In January 2021, Multnomah County and several other regions across the state opted to put off the point-in-time count of unsheltered people until 2022. They still counted the number of people sleeping in emergency shelters but felt it was unsafe to count the unsheltered population during the pandemic.
So, Portland and Multnomah County will need to wait another year to find out how the pandemic has impacted those living unsheltered.
Although the overall number of people experiencing homelessness dropped in Multnomah County between 2019 and 2017, the number of unsheltered people grew from 1,668 to 2,037.
Zapata said unless there is a “massive shock to the system” she doesn’t expect the numbers to change drastically over the next year. She said there already aren’t enough resources in Multnomah County to assist those experiencing homelessness, but a change of about 1,000 people wouldn’t impact the system too greatly.
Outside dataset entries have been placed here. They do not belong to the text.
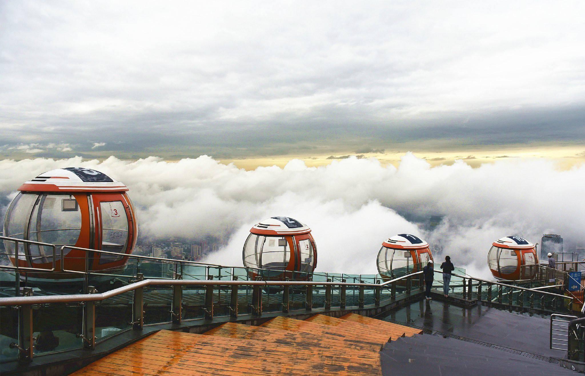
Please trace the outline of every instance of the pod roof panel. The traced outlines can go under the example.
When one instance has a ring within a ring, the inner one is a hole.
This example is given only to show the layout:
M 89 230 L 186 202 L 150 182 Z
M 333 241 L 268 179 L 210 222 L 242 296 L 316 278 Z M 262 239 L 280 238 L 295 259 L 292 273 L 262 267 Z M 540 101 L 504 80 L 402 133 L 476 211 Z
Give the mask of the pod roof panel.
M 429 243 L 418 236 L 410 234 L 400 234 L 390 236 L 382 245 L 388 248 L 421 249 L 429 246 Z
M 24 192 L 116 192 L 128 187 L 99 171 L 81 167 L 51 170 L 25 182 Z
M 311 232 L 307 225 L 288 217 L 273 217 L 261 221 L 250 229 L 259 235 L 298 235 Z

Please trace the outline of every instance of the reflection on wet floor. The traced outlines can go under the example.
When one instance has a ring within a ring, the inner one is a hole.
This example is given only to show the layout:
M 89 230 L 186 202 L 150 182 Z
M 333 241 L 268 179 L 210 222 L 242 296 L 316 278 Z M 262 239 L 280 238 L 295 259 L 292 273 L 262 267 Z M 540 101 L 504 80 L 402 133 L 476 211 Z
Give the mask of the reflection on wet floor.
M 463 308 L 441 301 L 422 300 L 380 318 L 534 354 L 556 357 L 565 355 L 563 351 L 549 349 L 548 316 L 481 305 Z

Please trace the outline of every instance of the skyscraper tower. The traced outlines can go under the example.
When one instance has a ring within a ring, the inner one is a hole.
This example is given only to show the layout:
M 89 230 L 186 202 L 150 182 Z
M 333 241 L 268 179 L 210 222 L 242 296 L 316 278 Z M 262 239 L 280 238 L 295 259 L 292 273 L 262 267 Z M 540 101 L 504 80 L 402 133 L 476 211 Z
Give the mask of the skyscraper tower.
M 541 260 L 546 260 L 546 255 L 549 252 L 554 253 L 562 252 L 563 252 L 563 238 L 560 235 L 556 234 L 545 234 L 542 235 L 542 239 L 541 241 Z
However, if the number of people experiencing homelessness in the county suddenly jumped to 10,000, that’s a different story.
Zapata fears that could be a possibility if people can’t pay back the rent they owe. PSU researchers are currently estimating how many people will be unable to pay back rent and what the cost to the system would be if they all became homeless. Zapata said their research shows the cost would be upwards of $3 billion.
She said what happens to people teetering on the edge of homelessness will depend greatly on the decisions elected officials will make in the coming year.
“If you look at people who are already probably most impacted by the issues related to the pandemic, those are people who are going to have to spend a long time working to even pay one month back rent. We’re getting into 12 months back-rent,” Zapata said. “If we aren’t taking very, very quick and firm action, we will see a dramatic increase in homelessness.”
Portland city leaders have already been thinking of ways to better care for the unsheltered population. In March, Portland City Council discussed a proposal that would allow temporary shelters in open spaces such as parks.
Mayor Ted Wheeler has also called for additional shelter beds during the pandemic.
However, Zapata said increasing the number of shelter beds does not mean people will take advantage of them.
From where she stands and what she sees, Zapata said if the state does not take action to keep people in their homes or to forgive rent, Oregon could see an enormous increase in homelessness in the coming months.